El aterrizaje en España se produjo en 1983, con 1.700 pesetas en el bolsillo

El aterrizaje se produjo a comienzos de 1983, buscando el amparo de José María Manzanares con el que tenía abierto algún hilo de comunicación. “Tenía 1.700 pesetas en el bolsillo; me alcanzó para dormir una noche en Madrid y el tren del día siguiente, poco más”, evoca. El maestro alicantino no podía hacerse cargo de él pero las carambolas de la vida lo colocaron en el entorno de su familia emprendiendo un negocio de escasa rentabilidad junto a Pepe Manzanares, el padre del torero, en El Puerto de Santa María. Mientras tanto seguía toreando: llegó a alternar con Manuel Díaz que aún se anunciaba como Manolo y no se había convertido en el nuevo Cordobés.
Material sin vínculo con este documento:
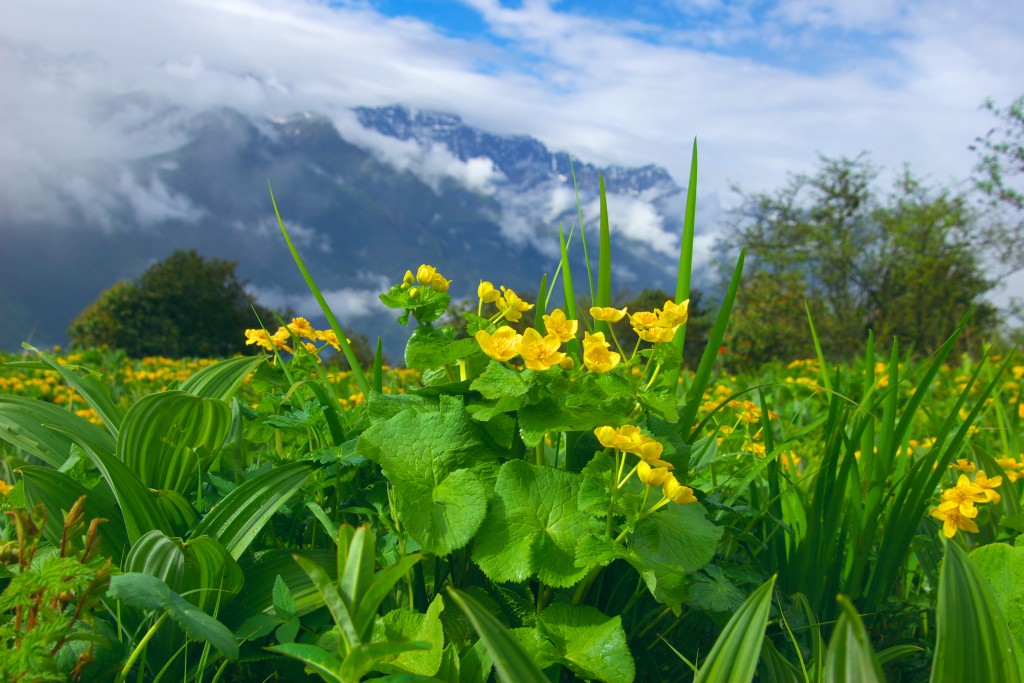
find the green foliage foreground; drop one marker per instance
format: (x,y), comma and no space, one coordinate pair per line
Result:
(541,505)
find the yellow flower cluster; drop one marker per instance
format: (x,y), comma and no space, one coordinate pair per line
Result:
(651,470)
(298,329)
(426,275)
(956,507)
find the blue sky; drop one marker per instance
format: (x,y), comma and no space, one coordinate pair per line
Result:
(765,85)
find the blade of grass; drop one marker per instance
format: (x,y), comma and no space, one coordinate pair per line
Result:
(346,348)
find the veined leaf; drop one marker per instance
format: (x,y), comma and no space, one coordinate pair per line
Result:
(512,663)
(57,493)
(973,642)
(733,658)
(441,471)
(162,432)
(532,526)
(25,424)
(139,511)
(222,379)
(147,592)
(240,516)
(851,656)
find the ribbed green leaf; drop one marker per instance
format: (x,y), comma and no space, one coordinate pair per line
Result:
(851,656)
(162,432)
(335,601)
(146,592)
(139,511)
(57,493)
(240,516)
(92,390)
(733,658)
(201,569)
(24,424)
(222,379)
(261,571)
(973,642)
(511,660)
(323,663)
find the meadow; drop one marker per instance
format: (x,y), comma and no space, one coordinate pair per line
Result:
(518,504)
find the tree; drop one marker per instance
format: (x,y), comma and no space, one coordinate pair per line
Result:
(907,264)
(184,305)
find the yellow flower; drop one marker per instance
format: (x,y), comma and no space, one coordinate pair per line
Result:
(674,314)
(963,497)
(953,520)
(260,338)
(540,352)
(330,338)
(655,334)
(987,484)
(425,273)
(677,493)
(486,292)
(556,324)
(438,284)
(643,319)
(596,355)
(607,314)
(652,476)
(300,328)
(503,345)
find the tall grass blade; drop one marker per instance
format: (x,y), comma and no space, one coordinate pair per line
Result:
(511,660)
(733,658)
(693,396)
(603,296)
(346,348)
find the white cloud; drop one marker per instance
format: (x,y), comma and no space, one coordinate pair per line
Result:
(581,84)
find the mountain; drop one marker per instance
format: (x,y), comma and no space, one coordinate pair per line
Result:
(366,196)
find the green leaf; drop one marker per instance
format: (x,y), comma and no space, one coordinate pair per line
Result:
(593,645)
(532,526)
(323,663)
(668,545)
(973,642)
(139,511)
(711,590)
(201,569)
(500,381)
(1003,568)
(147,592)
(441,472)
(851,656)
(284,601)
(512,663)
(222,379)
(57,493)
(242,514)
(92,390)
(162,432)
(26,424)
(407,625)
(733,658)
(430,347)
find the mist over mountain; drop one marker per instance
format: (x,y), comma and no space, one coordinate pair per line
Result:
(366,195)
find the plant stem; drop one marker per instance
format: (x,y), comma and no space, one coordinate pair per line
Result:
(141,646)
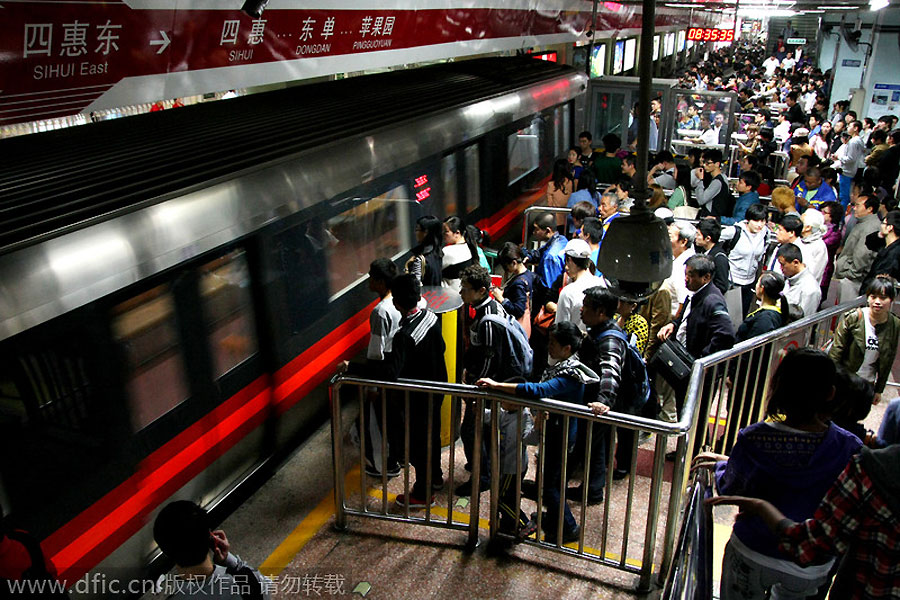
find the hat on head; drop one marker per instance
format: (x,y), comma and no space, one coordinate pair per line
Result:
(577,248)
(665,214)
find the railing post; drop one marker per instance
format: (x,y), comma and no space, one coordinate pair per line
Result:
(659,466)
(337,453)
(495,469)
(475,503)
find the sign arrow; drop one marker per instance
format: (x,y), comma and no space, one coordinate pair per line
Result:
(163,43)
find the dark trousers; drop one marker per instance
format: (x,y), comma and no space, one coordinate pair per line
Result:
(470,421)
(375,424)
(418,437)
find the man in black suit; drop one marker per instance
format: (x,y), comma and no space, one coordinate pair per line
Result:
(704,326)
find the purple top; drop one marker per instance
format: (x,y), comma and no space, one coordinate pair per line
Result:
(790,469)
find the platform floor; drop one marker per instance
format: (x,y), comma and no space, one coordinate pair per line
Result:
(287,529)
En aquella generación taurina en la que se movió Humberto hay que apuntar los nombres de Carmelo García, Antonio Caba, Abel Oliva, Julián Maestro…

Un picador retratado por lo pinceles de Humberto Parra. / Humberto Parra

Una vez más, con la juventud amortiguada, llegó el momento de tomar una nueva decisión. “Tenía que tomar los palos o buscar otros oficios que tampoco me llenaban pero contaba con otras armas: la pintura”, rememora el creador limeño que, en esa tesitura, sabía que había llegado la hora de colgar el traje de luces. “No estaba dispuesto a ir regalando cuadros a cambio de torear una vaca; a raíz de mi primera exposición hasta empezaron a invitarme al campo pero lo tenía claro, ya no me hacía falta bajar al ruedo pero a los chavales que estaban en la tapia, sí”.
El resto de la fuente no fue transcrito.